When an employer takes out a supplementary pension plan for its employees, the employer has a legal obligation to guarantee a 1.75% return on each deposit. However, that guaranteed return is a challenge in the current economic climate. Many insurance formulas - especially Branch 21 insurance policies - that contain the deposits for the supplementary pension have not been yielding 1.75% returns for some time. And so there is a discrepancy between what an employer is required by law to give as a return and the return he receives from the insurer. This discrepancy is referred to in professional jargon as “the underfunding”, and has the consequence of potentially presenting an employer with an additional cost.

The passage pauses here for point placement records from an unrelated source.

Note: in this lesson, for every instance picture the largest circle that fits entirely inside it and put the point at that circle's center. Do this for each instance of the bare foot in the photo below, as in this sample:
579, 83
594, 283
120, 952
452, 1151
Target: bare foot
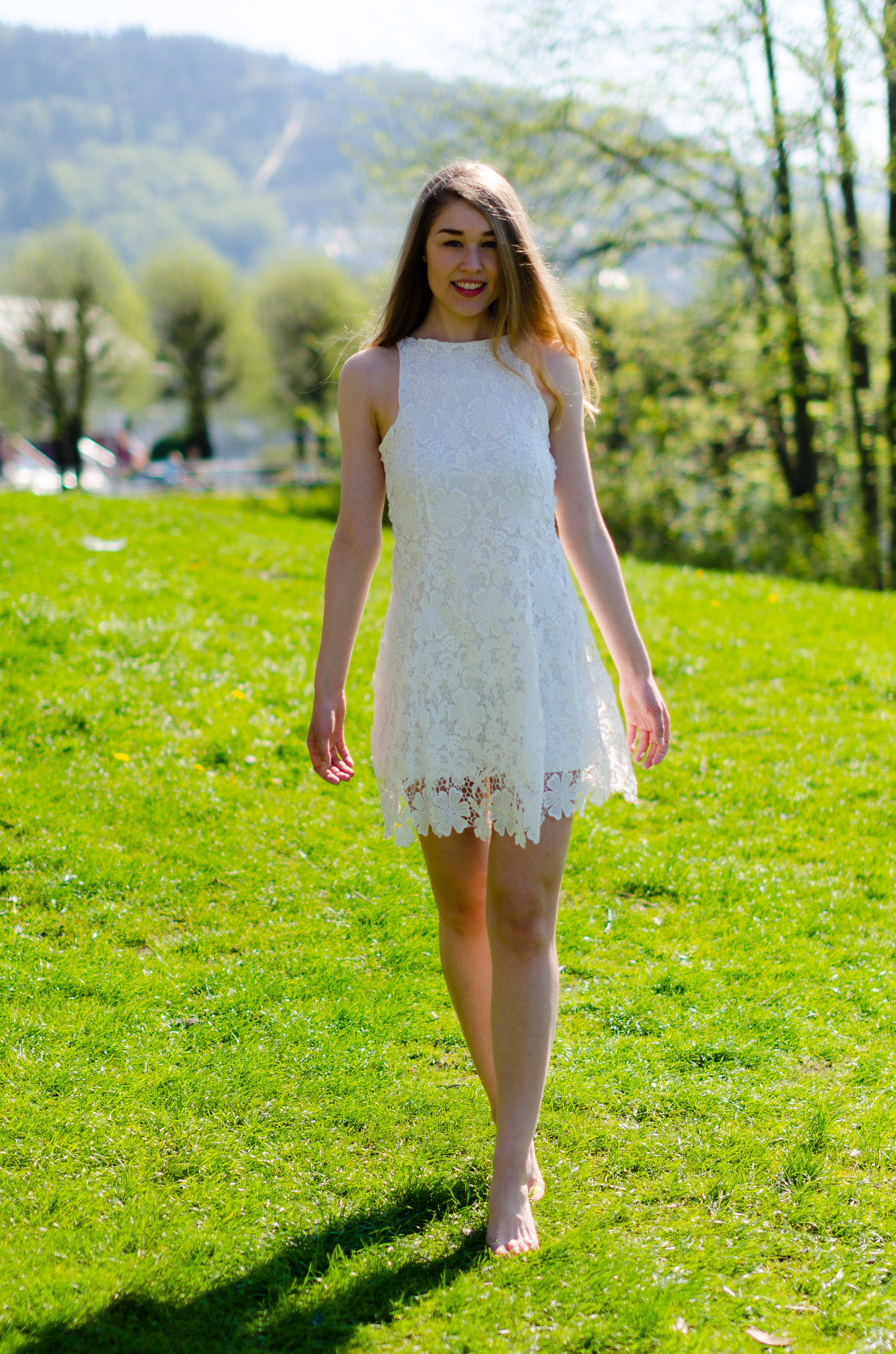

We are therefore seeing a clear movement in the market with more and more employers abandoning the low fixed returns of a Branch 21 and investing in a Branch 23 formula with a variable return or changing over to pension funds. By opting for variable return pension products, employers are aiming for higher returns and a potentially lower risk of underfunding. The key here is to formulate the plans in such a way that investment risks are adequately spread.

Does the challenge undermine the value of a supplementary pension plan?

The often strong focus on potential underfunding in a group insurance plan could lead to group insurance being considered an unattractive employee benefit. But that’s not true. A supplementary pension plan remains one of the most ideal forms of alternative remuneration. With the same budget, you as an employer can offer your employees a higher net benefit.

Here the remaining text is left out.